The CSO have published the Q4 2014 update for these data. As pointed out 12 months ago there is a lot of noise in the figures.
Ireland’s gross external debt was estimated to be €1,721.6 billion at the end of 2014. On the other side of the ledger there are €2,623.8 billion of external assets in debt instruments. This means we have a net position of -€902.2bn, i.e. assets exceed liabilities. Of course, these figures are close to meaningless in any real sense as they are polluted by financial services sector.
Under the heading “IFSC” the CSO records total foreign assets of €2,757.5 billion and total foreign liabilities of €2,790.4 billion. The gross totals are immense but the net position is small by comparison. Here are the net international investment positions by sector excluding the impact of the IFSC.
Looking at the NIIP by sector is not the end of the story. We equally have to account for the MNC effect that will impact the figures for non-financial companies. For example in debt instruments alone there is €168 billion of external debt and €242 billion of external assets in debt associated with direct investment (outside the IFSC). This is further muddied by foreign direct investment into Ireland and investment abroad by Irish domiciled (and sometimes foreign-owned) companies. Part of the impact of this can be seen in the second panel which shows the NIIP by type of investment.
Ireland gross external debt (excluding the IFSC) is around €470 billion. By factoring for external assets in debt instruments the equivalent net external debt is (just) €55 billion. However, if we exclude the impact of direct investment in both directions (mainly MNCs but not exclusively foreign-owned MNCs) the situation is:
The gross external debt figure is just over €300 billion and has fallen around €100 billion over the past three years. As more of the external assets in debt instruments are associated with direct investment the net external debt figure here is €130 billion (higher than the €55 billion figure including direct investment). This has fallen by around €75 billion over the past three years.

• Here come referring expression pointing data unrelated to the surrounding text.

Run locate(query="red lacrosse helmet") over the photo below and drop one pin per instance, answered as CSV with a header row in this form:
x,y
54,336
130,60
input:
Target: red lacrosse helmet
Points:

If we look at the overall net international investment position we see the following (the chart begins in Q1 2012 as that is when the new BPM6 series start):
Note the subcategories are not the same. In the external debt chart we were able to remove assets and liabilities associated with direct investment. For the NIIP only a division by sectors is available. Thus we can show the NIIP excluding non-financial companies which in the main will reflect the activities of MNCs but not exclusively so. Outside of the IFSC and NFCs Ireland has a net external liability of €80 billion which is an improvement of €60 billion on the position at the start of 2012.
2 replies on “International Investment Position & External Debt – Q4 2014”
Seamus Coffey is to be congratulated for being one of the few persons in Ireland who understands these figures. The figures themselves are another nail in the coffin of the doom porn industry. Ireland Inc’s net debts are falling rapidly. Presumably, this is related to the huge balance-of-payments surpluses Ireland has been running in recent years. If these surpluses continue at their current level, Ireland will become a net creditor before the decade is out. All those hanging around waiting for Ireland to go bust are in for a long wait indeed.
I would add Karl Whelan, though only an amateur in an armchair, I only really rate Seamus and Karl.
Though I do read others out of pure entertainment. The better the figures turn out the more entertaining it is watching them trying to spin data to justify their previous positions.